Sarson would have us prepare a no-nonsense marrow and onion pickle, or bizarrely, a concoction from tinned peaches. He shares spice-laden recipes from the East India Company, ideas for Chow-Chow, known then as Chinese piccalilli, and suggestions for blackberry, grape and horseradish ketchups.

I followed his recipe for beetroot, allspice and raisin chutney, choking on the fumes of malt vinegar. Despite Sarson's caveat that it would be sweet, a beetroot earthiness was dominant and it had to be served with extra sugar.
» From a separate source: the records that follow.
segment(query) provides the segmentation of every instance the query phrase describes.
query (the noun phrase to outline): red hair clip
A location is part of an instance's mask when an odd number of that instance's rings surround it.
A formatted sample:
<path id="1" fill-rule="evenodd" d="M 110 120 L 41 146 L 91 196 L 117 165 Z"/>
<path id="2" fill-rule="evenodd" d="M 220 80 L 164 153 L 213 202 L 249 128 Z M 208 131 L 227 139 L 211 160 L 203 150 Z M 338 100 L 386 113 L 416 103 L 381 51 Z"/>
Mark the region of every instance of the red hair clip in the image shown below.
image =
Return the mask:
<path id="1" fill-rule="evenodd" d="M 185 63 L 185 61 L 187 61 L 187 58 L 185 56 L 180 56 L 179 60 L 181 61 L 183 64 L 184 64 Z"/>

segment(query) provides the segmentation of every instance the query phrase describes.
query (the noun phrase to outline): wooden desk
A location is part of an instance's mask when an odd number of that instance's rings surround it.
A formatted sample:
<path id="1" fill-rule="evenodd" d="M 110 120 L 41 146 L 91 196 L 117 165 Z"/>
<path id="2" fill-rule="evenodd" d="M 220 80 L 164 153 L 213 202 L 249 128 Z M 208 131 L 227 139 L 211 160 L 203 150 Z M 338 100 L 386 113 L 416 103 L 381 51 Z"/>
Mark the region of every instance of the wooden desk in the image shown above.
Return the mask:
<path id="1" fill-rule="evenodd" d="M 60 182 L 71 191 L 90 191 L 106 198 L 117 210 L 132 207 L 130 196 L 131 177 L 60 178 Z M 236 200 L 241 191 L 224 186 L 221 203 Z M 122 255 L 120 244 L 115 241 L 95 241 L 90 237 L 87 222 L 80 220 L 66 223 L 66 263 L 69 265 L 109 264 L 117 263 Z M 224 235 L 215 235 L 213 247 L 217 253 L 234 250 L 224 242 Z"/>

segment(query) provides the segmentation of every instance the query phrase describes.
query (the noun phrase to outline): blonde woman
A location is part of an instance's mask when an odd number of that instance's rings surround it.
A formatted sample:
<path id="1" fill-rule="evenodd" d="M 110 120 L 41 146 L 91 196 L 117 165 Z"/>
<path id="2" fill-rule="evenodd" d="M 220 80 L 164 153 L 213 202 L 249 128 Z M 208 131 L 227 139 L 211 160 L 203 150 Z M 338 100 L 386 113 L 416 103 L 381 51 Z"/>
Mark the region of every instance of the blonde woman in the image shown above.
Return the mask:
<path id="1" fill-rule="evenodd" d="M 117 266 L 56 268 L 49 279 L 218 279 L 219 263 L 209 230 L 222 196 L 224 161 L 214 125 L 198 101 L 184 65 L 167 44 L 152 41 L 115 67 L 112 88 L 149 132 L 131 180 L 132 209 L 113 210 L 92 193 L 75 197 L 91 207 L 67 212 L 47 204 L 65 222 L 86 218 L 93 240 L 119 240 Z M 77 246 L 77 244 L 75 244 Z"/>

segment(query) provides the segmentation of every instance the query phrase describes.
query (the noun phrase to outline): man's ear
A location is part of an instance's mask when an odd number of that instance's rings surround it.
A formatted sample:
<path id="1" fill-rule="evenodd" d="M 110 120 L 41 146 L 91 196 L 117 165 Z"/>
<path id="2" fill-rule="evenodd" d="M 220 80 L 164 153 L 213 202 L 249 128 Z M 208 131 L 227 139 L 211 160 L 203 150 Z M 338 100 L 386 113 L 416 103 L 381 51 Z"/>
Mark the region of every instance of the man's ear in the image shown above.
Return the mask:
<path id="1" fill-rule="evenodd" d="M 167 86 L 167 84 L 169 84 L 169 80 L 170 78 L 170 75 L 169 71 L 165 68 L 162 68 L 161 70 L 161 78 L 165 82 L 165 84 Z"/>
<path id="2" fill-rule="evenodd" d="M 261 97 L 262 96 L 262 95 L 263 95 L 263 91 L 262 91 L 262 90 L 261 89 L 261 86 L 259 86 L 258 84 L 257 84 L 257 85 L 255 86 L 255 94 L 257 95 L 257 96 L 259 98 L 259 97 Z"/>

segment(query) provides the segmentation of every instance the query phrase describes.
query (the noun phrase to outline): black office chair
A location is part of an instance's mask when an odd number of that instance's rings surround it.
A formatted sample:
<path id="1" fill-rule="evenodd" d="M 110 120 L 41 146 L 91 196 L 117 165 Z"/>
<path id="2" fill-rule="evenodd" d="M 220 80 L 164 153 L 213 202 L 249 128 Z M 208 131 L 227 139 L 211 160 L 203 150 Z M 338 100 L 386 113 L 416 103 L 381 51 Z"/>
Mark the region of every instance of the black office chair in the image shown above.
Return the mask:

Home Pickling by Henry Sarson, with a foreword by the Right Hon Lord Woolton. Decorations by Renn. Published by C Arthur Pearson, July 1940. Revised June 1942.

Wellbeing in the garden

At the Torridon in Wester Ross, managing director and joint owner Dan Rose-Bristow is maintaining a downscaled version of the kitchen gardens. His gardener Tom Stephenson lives at the 58-acre Scottish resort, and he will be helped by head chef Paul Green as well as some of the team who are unable to return to their families abroad.

"In this time of uncertainty, pain and fear, we have 22 people, 15 of whom cannot return to their home countries in mainland Europe, and so are staying on with us while they move onto furlough," he says. "I have offered them board and meals, and I also need to consider their health, wellbeing and physical exercise," he says.

Tom Stephenson
Tom Stephenson

"They are free to pass their time as they wish – some are using online language learning, for example – but others have asked if they can help in the garden," he explains.

"This is not about economic gain for us, but an offer to them from a therapeutic and health perspective, so that we have a fit and occupied community. I very much take responsibility for them while they are here."

An extra staff garden is being created in a separate allotment area for anyone from the resident community who wishes to learn more about growing, and potato planting has been increased to boost the Torridon's self-sufficiency.

While sensitive to the ongoing crisis, Stephenson and Green are maintaining morale. Stephenson shares gardening tips with the public on the hotel blog, and head chef Green also invites the team to forage with him in the grounds.

He is upbeat about sharing knowledge and skills: "People who may not usually get the chance to experience the garden now have the opportunity to do so. We are turning this negative into a positive one by literally sowing the seeds for the future," he says.